I'd gotten used to being able to show some sort of progress.

Regarding the robotics muscle fibre side of things; I ordered some crimps and do-daa's to further things along, but I only got a part order due to missing stock. The crimps I needed for the nickel chromium wire! :/
Can't do much till they arrive. Well...I could make more twisted nylon muscles...

Or...3D designing a ship...

Generated image of my rendition of the Newport ship.
As mentioned in my last blog a few weeks ago, I attended the Newport ship open day and I decided to recreate the ship in 3D. 
Using a drawing I purchased from the gift shop. As I heard no objections from the staff working there, I considered this okay to do.

All I've done is basic detailing, i.e. No individual planks, people, extensive roping and below decks.
As all I wanted was to have something floating on Lake Embogue. Hence the coat-of-arms on the centre sail.

Lake Embogue, complete with ships.
Here's the scene I added it into. Since the sails are in a fixed position on the model, I only used them in a set range of orientations.
Otherwise it would have looked a bit weird.
In Blender (my 3D design software) the ship was linked in as a group from the file it was designed in. This allowed multiple objects to be grouped together and linked all in one go.
It also allowed me to do a variation of the ship model really simply by assigning certain parts of the ship to a second group (with support planking) and setting it up a 'under construction' ship on the shore line.

It was fun designing the ship from a 'blueprint' style drawing. The only issue was getting the hull the right shape. Which it isn't. I only had pretty much one cross-section through the middle to work with and that was in the direct centre of the ship (by my estimate). I used the 'bridge' tool to join the edges together. It creates a really nice blending between two shaped edges.

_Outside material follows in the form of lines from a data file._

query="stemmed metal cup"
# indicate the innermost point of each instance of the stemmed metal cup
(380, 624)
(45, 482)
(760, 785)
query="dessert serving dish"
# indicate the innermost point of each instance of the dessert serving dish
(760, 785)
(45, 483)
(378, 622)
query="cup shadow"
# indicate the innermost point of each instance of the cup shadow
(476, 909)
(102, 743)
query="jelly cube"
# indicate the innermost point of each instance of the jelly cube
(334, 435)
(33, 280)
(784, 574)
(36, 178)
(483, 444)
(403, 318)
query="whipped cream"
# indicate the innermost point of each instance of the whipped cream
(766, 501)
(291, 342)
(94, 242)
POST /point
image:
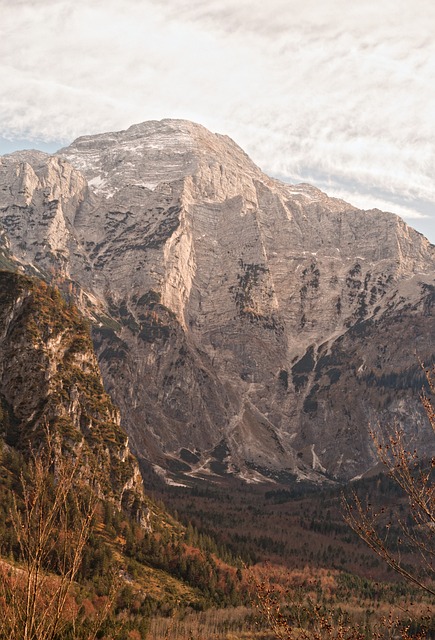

Net making and weaving?...

My design of needle bobbin and a standard net-making needle.
For some reason I've gotten the urge to learn how to make nets. I don't know why, I just have. Perhaps it'll become apparent further down the line. But for now I've bought this book.
Which inspired me to design my own net making needle (which can also function as a shuttle bobbin for weaving) and recreate a needle shown in the book. Both are now available on my Shapeways shop.
The ones in the photograph where printed on my own 3D printer, although I have ordered one of the needle bobbin, so I can take nice photos of it.
I almost started making a net tonight, but found that I need a small thickness of rope to start with. The net needs to hangs from it ( beginner level it's needed) and all I could find was a small combat staff. Which was too smooth and slidey for the string I was using to hold tight too. The book recommends a hemp rope, but for now I've only got string. I shall learn the hard way.
But that'll be for another day, for I will make a net!

Caerphilly castle...

Here's some photos from a reenactment event I attended last weekend. It was lots of fun and it was good see everyone from the group again. :)

Right, that's enough from me. My barely managed to get myself to write this Mondays blog. I need to get back into a proper routine again.